Mahoning Drive-In Theater - Lehighton, PA
Sunsets at the Mahoning are pretty amazing. I've yet to take a photo that does it justice, and this one is no exception.
This is our 12th Tunnel Vision Tuesday of the season, and we'll be in attendance for at least four more of them. This year's screenings have been a pretty eclectic mix, especially with the inclusion of classic comedy films that don't often show up in the weekend events.
This week's screening was a movie that kicked off a franchise that has become synonymous with cheesy comedy film from the 80's; the 1984 classic: Police Academy.
When I was a kid in the 80's, this was one of the movies that I always wanted to rent that my grandfather wouldn't allow it. I should make a list of them one of these days, or maybe pick up some cheap VHS copies and put them on a shelf as a display of the movies that my 9 year old self would ask for every weekend, but that I didn't get to see until I was old enough to rent them on my own.

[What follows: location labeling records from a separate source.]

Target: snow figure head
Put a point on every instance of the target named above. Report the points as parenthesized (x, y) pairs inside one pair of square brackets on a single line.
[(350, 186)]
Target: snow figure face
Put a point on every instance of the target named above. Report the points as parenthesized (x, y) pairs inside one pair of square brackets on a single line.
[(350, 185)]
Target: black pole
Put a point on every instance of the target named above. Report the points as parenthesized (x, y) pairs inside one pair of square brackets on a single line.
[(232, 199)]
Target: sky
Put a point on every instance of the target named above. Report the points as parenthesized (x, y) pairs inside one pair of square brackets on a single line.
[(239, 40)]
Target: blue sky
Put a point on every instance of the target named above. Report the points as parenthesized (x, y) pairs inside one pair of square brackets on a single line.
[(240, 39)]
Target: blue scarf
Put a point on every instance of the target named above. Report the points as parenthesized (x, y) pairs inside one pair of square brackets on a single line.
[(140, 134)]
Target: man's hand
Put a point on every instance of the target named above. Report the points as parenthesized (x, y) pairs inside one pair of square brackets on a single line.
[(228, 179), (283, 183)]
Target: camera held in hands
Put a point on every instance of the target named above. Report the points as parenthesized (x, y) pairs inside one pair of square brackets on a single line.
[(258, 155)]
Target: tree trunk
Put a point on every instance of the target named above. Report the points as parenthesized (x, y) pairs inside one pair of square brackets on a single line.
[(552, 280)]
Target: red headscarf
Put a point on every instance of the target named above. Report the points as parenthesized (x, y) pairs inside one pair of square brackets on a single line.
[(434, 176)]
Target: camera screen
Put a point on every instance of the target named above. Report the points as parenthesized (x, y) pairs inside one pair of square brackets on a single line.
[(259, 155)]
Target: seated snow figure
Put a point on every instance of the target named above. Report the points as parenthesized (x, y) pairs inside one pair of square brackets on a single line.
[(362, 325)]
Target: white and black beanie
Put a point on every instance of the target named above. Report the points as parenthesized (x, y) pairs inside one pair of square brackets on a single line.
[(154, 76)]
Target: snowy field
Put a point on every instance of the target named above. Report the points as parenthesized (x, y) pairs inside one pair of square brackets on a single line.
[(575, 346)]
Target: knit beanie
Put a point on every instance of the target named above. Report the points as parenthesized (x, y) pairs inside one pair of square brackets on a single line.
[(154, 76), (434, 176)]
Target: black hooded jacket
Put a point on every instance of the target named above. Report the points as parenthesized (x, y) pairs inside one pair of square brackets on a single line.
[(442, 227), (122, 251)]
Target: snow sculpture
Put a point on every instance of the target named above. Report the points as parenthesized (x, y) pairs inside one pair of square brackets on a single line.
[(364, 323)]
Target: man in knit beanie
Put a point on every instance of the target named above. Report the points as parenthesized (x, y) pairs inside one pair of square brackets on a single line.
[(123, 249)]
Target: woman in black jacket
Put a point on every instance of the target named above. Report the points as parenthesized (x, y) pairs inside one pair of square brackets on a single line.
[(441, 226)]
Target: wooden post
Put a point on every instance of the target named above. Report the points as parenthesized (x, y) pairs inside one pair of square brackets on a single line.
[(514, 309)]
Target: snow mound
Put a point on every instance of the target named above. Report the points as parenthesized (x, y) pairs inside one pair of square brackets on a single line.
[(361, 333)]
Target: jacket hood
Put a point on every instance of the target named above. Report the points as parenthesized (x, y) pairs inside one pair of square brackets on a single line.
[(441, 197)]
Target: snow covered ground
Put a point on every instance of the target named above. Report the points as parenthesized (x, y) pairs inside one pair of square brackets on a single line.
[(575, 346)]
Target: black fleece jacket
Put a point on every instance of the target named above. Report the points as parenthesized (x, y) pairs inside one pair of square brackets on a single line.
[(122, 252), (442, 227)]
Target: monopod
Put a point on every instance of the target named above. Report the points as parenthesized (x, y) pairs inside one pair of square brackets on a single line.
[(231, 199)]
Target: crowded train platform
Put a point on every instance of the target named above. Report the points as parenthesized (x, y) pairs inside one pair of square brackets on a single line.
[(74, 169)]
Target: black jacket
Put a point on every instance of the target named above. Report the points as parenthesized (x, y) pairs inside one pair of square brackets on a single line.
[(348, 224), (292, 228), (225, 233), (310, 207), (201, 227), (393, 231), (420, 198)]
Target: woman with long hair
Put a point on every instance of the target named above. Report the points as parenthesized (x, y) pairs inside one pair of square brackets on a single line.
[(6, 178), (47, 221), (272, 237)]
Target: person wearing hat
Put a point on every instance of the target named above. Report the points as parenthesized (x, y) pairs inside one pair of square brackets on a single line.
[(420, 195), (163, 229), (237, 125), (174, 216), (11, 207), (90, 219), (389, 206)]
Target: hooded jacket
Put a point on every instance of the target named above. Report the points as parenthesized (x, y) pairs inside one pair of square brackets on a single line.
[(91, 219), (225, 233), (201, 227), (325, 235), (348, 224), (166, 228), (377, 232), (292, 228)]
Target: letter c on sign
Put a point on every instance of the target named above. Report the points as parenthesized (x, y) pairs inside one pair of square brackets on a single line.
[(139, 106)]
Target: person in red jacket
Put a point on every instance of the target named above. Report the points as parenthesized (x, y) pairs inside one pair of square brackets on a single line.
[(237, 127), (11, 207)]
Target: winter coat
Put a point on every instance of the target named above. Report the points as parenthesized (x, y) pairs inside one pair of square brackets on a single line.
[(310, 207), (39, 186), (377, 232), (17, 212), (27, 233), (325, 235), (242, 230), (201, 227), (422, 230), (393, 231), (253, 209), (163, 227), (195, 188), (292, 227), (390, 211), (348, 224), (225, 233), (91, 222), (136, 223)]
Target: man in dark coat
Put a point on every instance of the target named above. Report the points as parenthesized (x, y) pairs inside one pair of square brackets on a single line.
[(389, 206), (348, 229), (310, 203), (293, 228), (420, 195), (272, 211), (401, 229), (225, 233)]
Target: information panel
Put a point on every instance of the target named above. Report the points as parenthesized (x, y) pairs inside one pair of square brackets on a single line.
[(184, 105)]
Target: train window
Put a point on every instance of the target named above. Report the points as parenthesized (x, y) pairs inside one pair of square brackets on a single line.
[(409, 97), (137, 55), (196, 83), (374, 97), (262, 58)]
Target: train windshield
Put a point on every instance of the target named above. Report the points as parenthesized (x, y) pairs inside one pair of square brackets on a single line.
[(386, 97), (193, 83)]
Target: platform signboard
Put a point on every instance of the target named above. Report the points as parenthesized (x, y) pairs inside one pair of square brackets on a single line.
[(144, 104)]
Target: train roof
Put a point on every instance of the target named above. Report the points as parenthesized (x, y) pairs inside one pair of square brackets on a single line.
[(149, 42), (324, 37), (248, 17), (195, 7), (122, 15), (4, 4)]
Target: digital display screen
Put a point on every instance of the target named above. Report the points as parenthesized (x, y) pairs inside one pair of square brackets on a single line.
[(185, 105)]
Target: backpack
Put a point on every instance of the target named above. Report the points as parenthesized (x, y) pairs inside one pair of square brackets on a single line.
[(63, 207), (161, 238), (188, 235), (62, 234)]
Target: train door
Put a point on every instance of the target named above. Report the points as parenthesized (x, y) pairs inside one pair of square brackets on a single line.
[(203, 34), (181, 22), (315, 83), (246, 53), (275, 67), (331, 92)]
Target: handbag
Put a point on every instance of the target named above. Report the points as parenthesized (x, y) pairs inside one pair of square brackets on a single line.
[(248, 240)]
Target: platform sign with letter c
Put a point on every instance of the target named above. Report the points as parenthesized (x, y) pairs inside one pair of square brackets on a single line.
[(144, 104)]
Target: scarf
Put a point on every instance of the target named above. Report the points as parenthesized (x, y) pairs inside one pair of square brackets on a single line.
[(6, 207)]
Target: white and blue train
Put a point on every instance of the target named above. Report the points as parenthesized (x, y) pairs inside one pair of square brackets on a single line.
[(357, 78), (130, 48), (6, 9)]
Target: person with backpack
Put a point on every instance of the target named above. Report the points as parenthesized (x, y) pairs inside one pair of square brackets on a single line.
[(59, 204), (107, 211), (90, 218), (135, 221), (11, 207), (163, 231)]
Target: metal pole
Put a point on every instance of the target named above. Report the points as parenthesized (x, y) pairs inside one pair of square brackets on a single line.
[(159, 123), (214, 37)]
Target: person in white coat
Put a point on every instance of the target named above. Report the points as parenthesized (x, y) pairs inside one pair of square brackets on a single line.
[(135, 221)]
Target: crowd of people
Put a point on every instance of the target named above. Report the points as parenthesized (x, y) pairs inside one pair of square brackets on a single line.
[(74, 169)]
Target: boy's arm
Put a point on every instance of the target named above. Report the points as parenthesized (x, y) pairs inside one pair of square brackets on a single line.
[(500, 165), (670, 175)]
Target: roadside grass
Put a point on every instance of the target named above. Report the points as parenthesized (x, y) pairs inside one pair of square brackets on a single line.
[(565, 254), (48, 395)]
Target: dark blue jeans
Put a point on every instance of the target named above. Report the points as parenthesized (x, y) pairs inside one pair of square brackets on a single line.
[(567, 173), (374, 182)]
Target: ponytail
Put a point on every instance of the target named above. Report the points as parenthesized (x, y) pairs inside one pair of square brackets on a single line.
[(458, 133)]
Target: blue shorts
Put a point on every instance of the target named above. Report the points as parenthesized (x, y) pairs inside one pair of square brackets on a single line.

It's not that my grandfather had any objection to the Police Academy series. He would let me choose Police Academy 2 through 6 without an argument, but he would not under any circumstances let me pick a Rated R movie. If I asked him why, the answer was always the same: Z. You know... it's the letter after Y in the alphabet. Get it? Grandpa was a kung fu master of both stubbornness and deflection, but it was always done with kindness. What kind of argument could a kid even muster up when he asks why he can't do something and the only answer he gets is "Z"? That, of course, was the point of his answer. It was his nice way of saying "Hey kid... this isn't up for debate. It's a hard no. Pick something else before we go home with nothing".
I figured out pretty quickly what his reasoning was when I saw this movie for the first time when I was in middle school. Police Academy would set off a thousand alarm bells today, mostly from the over-sensitive left, who seem to have picked up the censorship ball that was fumbled by the Jerry Falwell and the Bible Beaters at some point over the past twenty years. However, for its time, it was considered to be pretty tame. My grandfather's ban on Rated R movies when I was a kid was basically just a way to keep me away from sex, boobs, and the f-word, all of which feature to a very mild degree in the first Police Academy film.
This is a movie, and a movie series, that I'll always have a soft spot in my heart for. They're silly, dumb, fun comedy flicks, and they don't pretend to be anything other than that. You're not meant to take them seriously, or analyze their meaning and search for social commentary, or write long critiques about the acting performances and the cinematography. They're just a bit of fun, and I'm always going to appreciate something like that. I'm glad to have had the opportunity to see it at the drive-in.